GM announced today that about 900 jobs would be added (or, importantly, retained) ahead of President Trump's arrival in Michigan, where he is expected to discuss his plan to roll back fuel economy standards. The timing of the announcement is almost certainly not coincidental, as appending it to a Trump visit gives it a higher profile and dovetails with the President's jobs agenda. It's less likely the decision itself was made for those reasons, but the free PR boost is a nice bonus.

As for those 900 jobs themselves, they aren't all new jobs. The only net gain is approximately 220 jobs at the Romulus Powertrain Plant, which produces the 10-speed automatic transmission that's proliferating through the company's lineup. The 180 jobs at Flint Assembly and 500 jobs at Lansing Delta Township are retained jobs – that is to say, spots the company found for workers who would otherwise have been laid off.

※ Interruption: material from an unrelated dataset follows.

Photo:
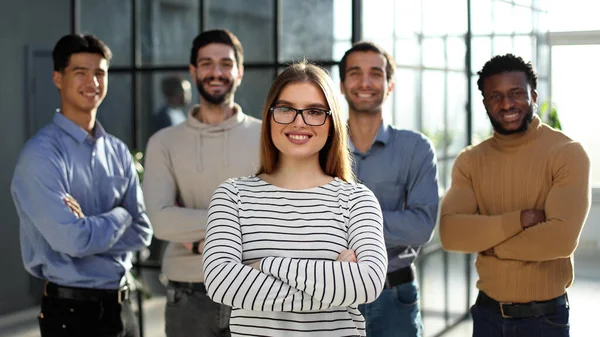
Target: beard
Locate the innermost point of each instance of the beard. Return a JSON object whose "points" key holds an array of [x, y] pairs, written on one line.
{"points": [[214, 99], [373, 108], [524, 125]]}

By the way, the Flint jobs will help with production of heavy-duty pickups, and the Lansing jobs are to produce the Chevrolet Traverse and Buick Enclave.

Finding jobs for manufacturing workers in the auto sector, whether new or retained, is admirable. No matter how GM couches it, the company has created or retained a total of 7,000 jobs this year, and its total reinvestment in US production is around $1 billion. But these decisions are business ones, not political ones – timing the announcements to make them seem inspired by economic policy, or the political situation, is simply smart PR.